In 2015 100 years will have passed since the death in the trenches at the age of 23 of the outstandingly talented sculptor Henri Gaudier-Brzeska. Influenced by Jacob Epstein, Gaudier-Brzeska was an early exponent of the practise of direct carving, originally introduced by Brancusi.
Direct carving adhered to the doctrine of truth to materials, allowing the innate qualities of the stone, marble or wood to show through simple forms, respecting the block, and often polished to bring out the colour and grain. This ethos of simple forms created through truth to materials was at the heart of the Arts and Crafts Movement, which also used nature as a source of inspiration, particularly for pattern, in the strong belief that art and craft enhances people’s lives.
Discussing Mexican sculpture, Henry Moore said, “Its 'stoniness', by which I mean its truth to material, its tremendous power without loss of sensitiveness, its astonishing variety and fertility of form-invention and its approach to a full three-dimensional conception of form, make it unsurpassed in my opinion by any other period of stone sculpture.”
Moore also observed of truth to material, “the artist shows an instinctive understanding of his material, its right use and possibilities.”
This is the thrust of this year’s exhibition.
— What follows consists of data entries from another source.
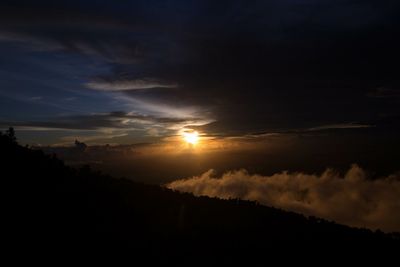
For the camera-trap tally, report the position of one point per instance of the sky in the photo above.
(269, 86)
(140, 71)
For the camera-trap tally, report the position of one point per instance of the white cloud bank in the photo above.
(352, 199)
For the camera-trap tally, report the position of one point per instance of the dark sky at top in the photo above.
(134, 71)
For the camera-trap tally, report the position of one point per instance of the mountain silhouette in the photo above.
(54, 209)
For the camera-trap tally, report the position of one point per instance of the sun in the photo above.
(191, 137)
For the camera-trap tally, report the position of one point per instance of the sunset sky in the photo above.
(140, 71)
(197, 89)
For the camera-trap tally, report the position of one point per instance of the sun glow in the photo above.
(191, 137)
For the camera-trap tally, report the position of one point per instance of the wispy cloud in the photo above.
(124, 85)
(351, 199)
(340, 126)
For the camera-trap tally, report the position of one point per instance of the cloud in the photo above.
(116, 120)
(351, 199)
(340, 126)
(123, 85)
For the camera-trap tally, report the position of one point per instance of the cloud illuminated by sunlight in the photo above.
(191, 137)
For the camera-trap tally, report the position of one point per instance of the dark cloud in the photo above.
(113, 120)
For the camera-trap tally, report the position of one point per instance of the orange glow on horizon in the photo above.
(191, 137)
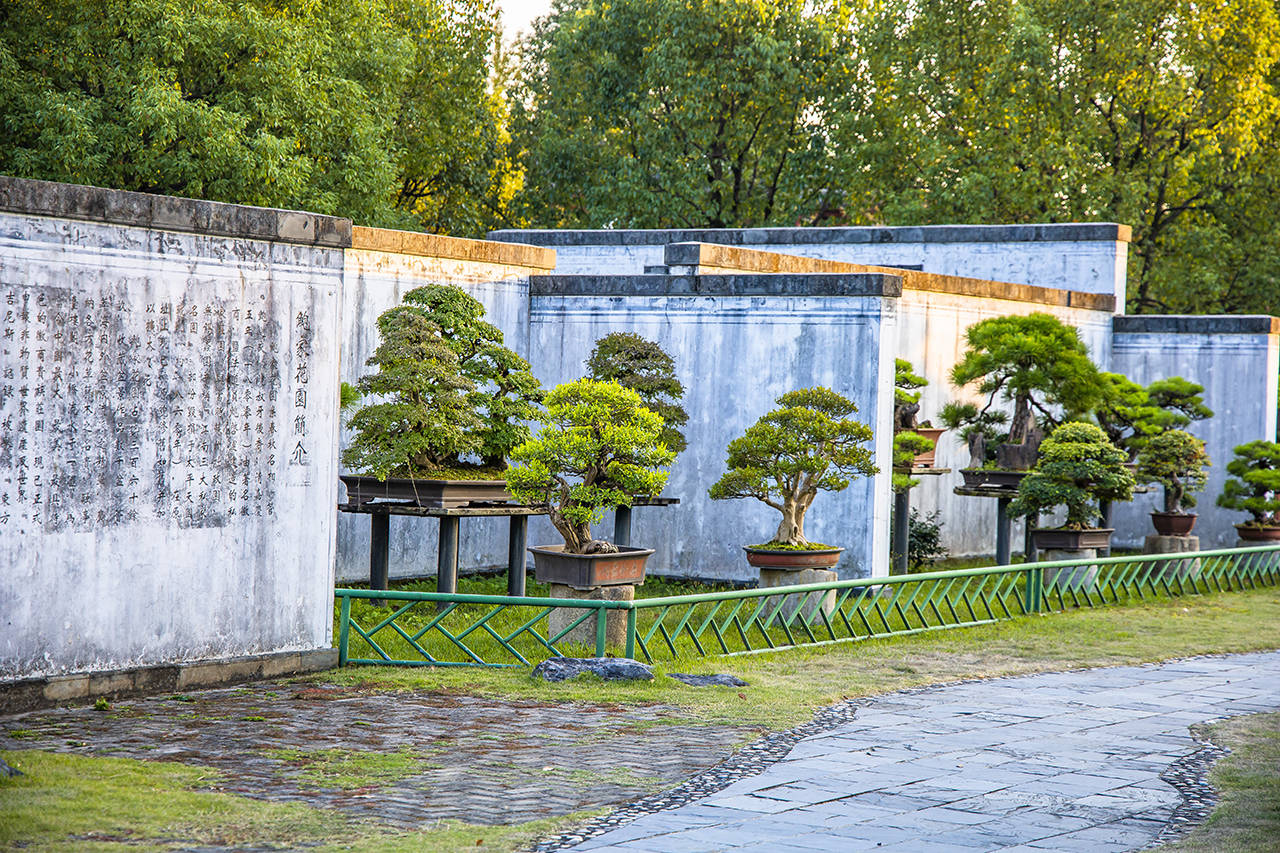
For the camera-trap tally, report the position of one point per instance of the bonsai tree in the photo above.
(446, 391)
(1078, 468)
(1037, 363)
(598, 447)
(805, 446)
(1255, 483)
(1176, 460)
(647, 369)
Barbara Hepworth said, “The sculptor carves because he must.” Whether an artist carves or models he/she is, presumably, inspired by the medium of choice and works with it to create pieces which emphasise form? It may be stone or wood, but it could be glass and its prismatic reflective qualities, the modernity of steel, the classicism of bronze, or the malleability of clay.
Truth to Material is an opportunity for the exhibiting artists to ‘talk’ about their chosen medium and how it expresses their ideas and creativity. The exhibition will run from 9 May - 18 July.